Pour les métiers du transport et de la logistique, la conduite autonome n'est plus un objet de prospective lointaine. Elle se déploie déjà — partiellement, sous conditions — sur des autoroutes, dans des entrepôts, dans des terminaux portuaires.

Mais derrière le terme « voiture autonome », six niveaux d'autonomie cohabitent et désignent des systèmes radicalement différents. La taxonomie de référence est la norme SAE J3016, mise à jour en avril 2021, qui distingue les niveaux 0 à 5 selon la part respective du conducteur et du système dans la conduite.

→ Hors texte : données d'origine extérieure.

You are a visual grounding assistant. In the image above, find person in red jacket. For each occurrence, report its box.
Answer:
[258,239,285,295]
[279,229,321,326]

Côté emploi, les estimations convergent sur un point : les chauffeurs poids lourds figurent, dans les rapports prospectifs de l'OCDE et du Forum International des Transports, parmi les métiers structurellement exposés à long terme. Mais le calendrier reste très incertain et la disparition pure et simple est un scénario marginal dans la littérature scientifique récente.

Décryptage des niveaux SAE, des projets industriels en cours, des effets attendus sur les métiers et des emplois nouveaux qui en émergent.

1. Les six niveaux d'autonomie SAE et où nous en sommes

La norme SAE J3016 distingue six niveaux d'automatisation, du niveau 0 (aucune assistance) au niveau 5 (conduite totalement autonome dans toutes conditions). La distinction décisive est celle qui sépare les niveaux 0-2 (assistance, conducteur responsable en permanence) des niveaux 3-5 (le système prend en charge la conduite dans son domaine de fonctionnement).

Niveau Désignation Qui conduit ?
0 Aucune automatisation Le conducteur exécute toutes les tâches.
1 Assistance au conducteur Le système gère soit la direction, soit l'accélération/freinage (régulateur de vitesse).
2 Automatisation partielle Le système gère direction et vitesse, mais le conducteur supervise en permanence.
3 Automatisation conditionnelle Le système conduit seul dans un domaine défini ; le conducteur doit pouvoir reprendre la main sur demande.
4 Haute automatisation Le système conduit seul dans son domaine de fonctionnement, sans intervention humaine attendue.
5 Automatisation complète Le système conduit seul dans toutes conditions accessibles à un humain.

En 2026, les véhicules grand public commercialisés dans l'Union européenne plafonnent au niveau 2 ou, pour quelques modèles homologués, au niveau 3 dans des conditions très restreintes (autoroute, vitesse limitée, embouteillage). Le niveau 4 reste le terrain des expérimentations encadrées (robotaxis dans certaines villes américaines et chinoises) et le niveau 5 demeure prospectif.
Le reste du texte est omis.